Chowdhry now serves as the company’s Director of Business Development. Dr. Frampton is Chief Scientific Officer, while Dr. Kreplak remains heavily engaged as a technical advisor. The team took on the name 3DBioFibR, and experienced biotech entrepreneur Kevin Sullivan as CEO.
Day-to-day, Chowdhry focuses on commercial and product strategy, including forecasting cash flow, sales, and the cost of goods. In doing so he relies on many of the principles he first learned in Lab2Market Launch.
He says 3D BioFibR also benefited from its participation in Creative Destruction Lab – Atlantic, an objectives-based program for massively scalable, science- and technology-based companies hosted at Dalhousie. Chowdhry and the team learned how to pitch the company, secured an investor, and received advice on everything from strategy to IP to product development and marketing.
“It provided a way to pressure test things in a safe environment,” he explains. “It's a room full of people who've been there, done that. You consistently get your assumptions tested and get feedback from people who have a pedigree.”
The solution
As a result of that advice, 3DBioFibR has positioned itself as a biomaterial manufacturing company that can supply many different biomedical customers.
Chowdhry uses the examples of Gore-Tex and Intel to explain his company’s strategy. Gore-Tex does not make clothing, but its material is used by many other companies to produce everything from gloves to boots. Intel doesn’t make computers but its chips power countless PCs. Likewise, 3DBioFibR’s collagen fibres can potentially be used by an array of biotech manufacturers.
In June 2023, in a significant step forward, the company signed a development deal with ReNerve, an Australian biotech outfit. 3DBioFibR has developed a prototype for ReNerve that will hopefully – pending tests – be used to help drive nerve regeneration. 3DBioFibR’s collagen fibres would act as a “cell migration highway” in bridging severed nerves.
“With our technology, we can make these collagen fibres at scale, with over 3,600 times the throughput of any competing technologies,” Chowdhry notes. “We can do 1,000 metres a second. And we can match the structure of native collagen so that cells can recognize and attach to the material in the way that they do in the body. The tissue engineering industry is all about creating these tissue constructs that can be eventually implanted into a human being.”
The impact
According to Chowdhry, the tissue engineering industry is a $26-billion market, with companies and researchers pursuing applications spanning hair follicle regeneration, orthopedics, meniscus repair, and corneal, liver, and heart tissues, and even artificial ears.
3DBioFibR’s product ready for market. (Provided photo)

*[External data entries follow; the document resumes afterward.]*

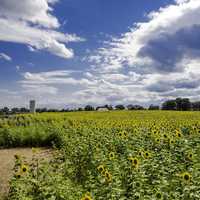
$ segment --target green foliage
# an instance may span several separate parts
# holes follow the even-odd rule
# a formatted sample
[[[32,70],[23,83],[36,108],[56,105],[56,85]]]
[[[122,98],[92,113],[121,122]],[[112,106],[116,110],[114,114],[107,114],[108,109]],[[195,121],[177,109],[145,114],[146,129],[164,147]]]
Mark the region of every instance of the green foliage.
[[[4,146],[57,147],[27,173],[16,160],[8,199],[200,199],[199,119],[192,112],[113,111],[2,120]]]

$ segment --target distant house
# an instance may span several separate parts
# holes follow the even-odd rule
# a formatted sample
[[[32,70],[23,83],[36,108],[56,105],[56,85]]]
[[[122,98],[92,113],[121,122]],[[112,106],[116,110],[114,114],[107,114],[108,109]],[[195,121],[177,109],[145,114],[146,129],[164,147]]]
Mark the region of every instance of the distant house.
[[[101,112],[109,111],[107,107],[97,107],[96,110]]]

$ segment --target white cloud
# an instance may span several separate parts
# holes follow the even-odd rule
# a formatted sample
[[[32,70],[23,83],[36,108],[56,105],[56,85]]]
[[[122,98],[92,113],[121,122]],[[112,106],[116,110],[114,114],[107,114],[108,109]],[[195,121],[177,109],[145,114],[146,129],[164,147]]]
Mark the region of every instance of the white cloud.
[[[48,28],[59,27],[59,22],[50,12],[53,8],[49,5],[55,3],[47,0],[0,0],[0,16],[32,22]]]
[[[12,58],[9,55],[5,54],[5,53],[0,53],[0,59],[4,59],[6,61],[11,61],[12,60]]]
[[[0,0],[0,41],[22,43],[30,51],[46,50],[63,58],[73,57],[73,50],[66,44],[83,39],[57,31],[60,24],[50,13],[56,2]]]
[[[122,34],[121,37],[113,37],[111,41],[105,42],[105,45],[97,51],[96,55],[91,55],[89,61],[96,63],[100,71],[102,68],[105,71],[119,70],[128,65],[138,71],[149,70],[152,72],[155,65],[159,64],[156,63],[158,60],[155,62],[153,56],[138,55],[145,45],[163,35],[171,36],[179,30],[200,25],[198,20],[200,18],[199,0],[179,0],[176,3],[175,5],[160,8],[159,11],[149,13],[147,22],[136,23],[129,32]],[[173,43],[174,41],[171,42]],[[167,47],[166,49],[164,47],[161,45],[160,51],[168,50]],[[184,57],[188,57],[187,51],[183,52],[183,54]],[[179,63],[176,64],[178,65]],[[159,70],[167,70],[166,68],[162,69],[162,67],[163,65]]]

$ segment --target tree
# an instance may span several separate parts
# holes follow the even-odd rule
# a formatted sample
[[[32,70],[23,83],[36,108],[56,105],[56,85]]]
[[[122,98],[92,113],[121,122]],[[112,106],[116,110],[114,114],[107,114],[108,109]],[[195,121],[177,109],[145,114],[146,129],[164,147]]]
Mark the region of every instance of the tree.
[[[120,105],[116,105],[116,106],[115,106],[115,109],[116,109],[116,110],[124,110],[125,107],[124,107],[124,105],[121,105],[121,104],[120,104]]]
[[[149,108],[148,108],[148,110],[159,110],[159,109],[160,109],[159,106],[153,105],[153,104],[151,104],[151,105],[149,106]]]
[[[93,111],[94,107],[92,107],[91,105],[87,105],[85,106],[85,111]]]
[[[167,100],[162,104],[162,110],[176,110],[176,100]]]

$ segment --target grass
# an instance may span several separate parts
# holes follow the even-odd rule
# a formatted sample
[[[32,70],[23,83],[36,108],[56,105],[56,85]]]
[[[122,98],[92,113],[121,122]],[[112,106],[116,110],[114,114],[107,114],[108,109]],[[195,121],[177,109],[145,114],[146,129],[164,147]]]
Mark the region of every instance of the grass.
[[[9,200],[200,199],[199,112],[44,113],[0,127],[1,146],[57,149],[26,173],[15,160]]]

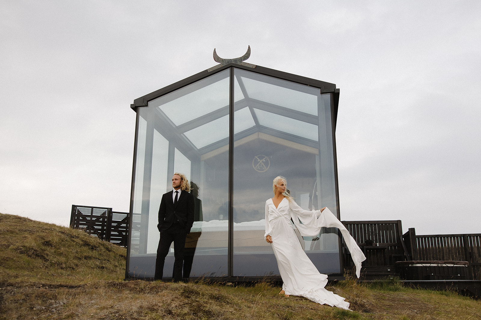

“Essentially the industry is trying to create implantable lab-grown tissue to put into a human for every potential condition,” he explains. “Anything in your body you can think of, there's at least one group working on creating it with implantable tissue.”
According to Chowdhry, 3DBioFibR’s technology is “agnostic” in terms of the tissue types it can pair with; it could potentially be used throughout the industry.
3DBioFibR now has 12 employees and manufactures its collagen fibre at its facility in The Labs by Invest Nova Scotia on Dalhousie campus. The company has raised three rounds of funding totalling $3.7 million and plans to pursue a Series A round in 2024.
“We think our biomaterial will enable many new technologies to get to the next stage. So, the goal is to stay hyper-focused on improving production, quality, and efficiency, and by doing so, make the biggest impact across tissue engineering,” Chowdhry concludes. “Our fibres will hopefully help these technologies get closer to the clinic — that's really the goal of the business.”